VIDEO: Fresh xenophobic violence erupts as South Africans launch ‘foreigners must go’ protest in Johannesburg

Protesting hostel dwellers took to the streets stating that they wants foreign nationals to leave.

Protesting hostel dwellers took to the streets stating that they wants foreign nationals to leave. Photo: Penwell Dlamini

Streets in the CBD of Johannesburg have been brought to a complete shutdown for the second weekend in a row. The ugly scenes erupted on Sunday afternoon, after attempts to quell the xenophobic tensions between foreign business owners and hostel dwellers fell spectacularly flat.

Up to 10 people were killed in violent protests at the start of this month. It has already been reported that one person caught up in the chaos has been stabbed. Outgoing IFP leader Mangosuthu Buthelezi was delivering a speech near Jeppestown – where last week’s troubles flared-up – but his words had little effect on the riled crowds, The South African reported.

We’ve been told that church-goers, shoppers and commuters have been warned to avoid the area around the MTN Taxi Rank and Johannesburg CBD, following these latest attacks against foreign-owned businesses. Jeppestown is has also been declared as a no-go zone for the rest of the afternoon.

The community are now allegedly demanding that Police Minister Bheki Cele – who has postponed a speech in the region on Sunday – and President Cyril Ramaphosa address them within 24 hours, and present a coherent plan to deal with the “effects” they claim foreign nationals are having on Johannesburg.

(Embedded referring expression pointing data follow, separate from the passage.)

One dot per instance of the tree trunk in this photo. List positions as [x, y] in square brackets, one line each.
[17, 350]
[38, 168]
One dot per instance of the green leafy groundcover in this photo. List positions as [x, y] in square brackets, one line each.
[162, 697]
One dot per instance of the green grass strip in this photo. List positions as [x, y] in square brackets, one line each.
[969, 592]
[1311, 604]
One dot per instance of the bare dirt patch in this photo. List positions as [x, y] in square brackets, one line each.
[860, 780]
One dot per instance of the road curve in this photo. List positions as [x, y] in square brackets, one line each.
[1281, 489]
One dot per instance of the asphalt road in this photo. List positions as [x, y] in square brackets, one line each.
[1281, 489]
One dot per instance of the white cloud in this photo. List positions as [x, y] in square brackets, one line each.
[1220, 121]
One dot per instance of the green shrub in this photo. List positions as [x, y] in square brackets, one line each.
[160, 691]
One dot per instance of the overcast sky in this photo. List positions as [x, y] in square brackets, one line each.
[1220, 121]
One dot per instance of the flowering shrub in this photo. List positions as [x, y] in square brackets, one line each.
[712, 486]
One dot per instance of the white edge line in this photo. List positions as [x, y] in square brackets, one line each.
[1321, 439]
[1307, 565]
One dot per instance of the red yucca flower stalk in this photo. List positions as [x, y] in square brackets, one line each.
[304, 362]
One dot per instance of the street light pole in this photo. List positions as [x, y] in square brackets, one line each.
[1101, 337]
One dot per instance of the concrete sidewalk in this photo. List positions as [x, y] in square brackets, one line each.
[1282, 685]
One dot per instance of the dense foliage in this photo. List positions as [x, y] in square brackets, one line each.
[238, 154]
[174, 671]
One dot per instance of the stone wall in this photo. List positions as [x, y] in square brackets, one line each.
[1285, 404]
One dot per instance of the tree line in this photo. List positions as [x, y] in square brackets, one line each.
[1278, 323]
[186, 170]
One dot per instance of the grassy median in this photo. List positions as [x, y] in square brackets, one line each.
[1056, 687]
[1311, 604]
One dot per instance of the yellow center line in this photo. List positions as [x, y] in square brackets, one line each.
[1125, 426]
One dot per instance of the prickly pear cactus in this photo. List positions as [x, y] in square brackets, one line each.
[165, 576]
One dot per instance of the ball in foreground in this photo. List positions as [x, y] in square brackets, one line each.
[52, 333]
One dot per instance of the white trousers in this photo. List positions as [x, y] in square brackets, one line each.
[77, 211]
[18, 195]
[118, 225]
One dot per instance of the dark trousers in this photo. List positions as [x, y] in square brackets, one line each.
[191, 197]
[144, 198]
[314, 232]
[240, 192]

In the build up to the protest, residents of hostels in eastern Johannesburg earlier on Sunday marched along Jules Street in the area, demanding that  “foreigners must go back to where they came from,” Sowetan Live reported.

The marchers, who carried weapons such as knobkerries, were heading to Jules Park where former IFP leader Mangosuthu Buthelezi is expected to address them. Last week shops owned by foreign nationals were looted and some set alight in the area.

Violence quickly spread to other areas in Gauteng province, causing havoc for police and government.

The group of hostel-dwellers has maintained it wanted foreign nationals to leave, without indicating clear reasons for their call. The attacks on foreigners, more so the traders, in the past week have been condemned by government and President Cyril Ramaphosa. By Friday, at least seven people had died and over 400 people arrested over the violent clashes.

However, the leadership of hostel dwellers in Johannesburg has asked the government to engage the citizens about finding solutions to the clashes with foreign nationals. Siphiwe Mhlongo, chairman of hostel headmen (izinduna) in Gauteng, who spoke to Sowetan in Malvern, eastern Johannesburg.

“We are not happy with how government has tried to resolve the problems that the country is facing. The government must come speak to the people and explain what it is going to do with the foreign nationals who are here illegally,”Mhlongo said.

He said the residents were angry at jobs being take by foreign nationals, unhappy about drugs and RDP houses being owned by foreigners. “Everyone who is in South Africa has that feeling that foreign nationals must go back home. But we don’t say foreign nationals must be beaten up; we are leaders.”

Mhlongo was speaking in Belgravia, eastern Johannesburg, ahead of Buthelezi scheduled address on Sunday.

Buthelezi is expected to call for calm among the Zulu people, who are in the majority among the residents in hostels which were formerly men’s only residential quarters.

Sowetan LIVE

@SowetanLIVE

Protesters from various hostels in eastern Johannesburg have begun marching along Jules Street. Carrying weapons, including knobkerries, the men sang, “foreigners must go back to where they came from”.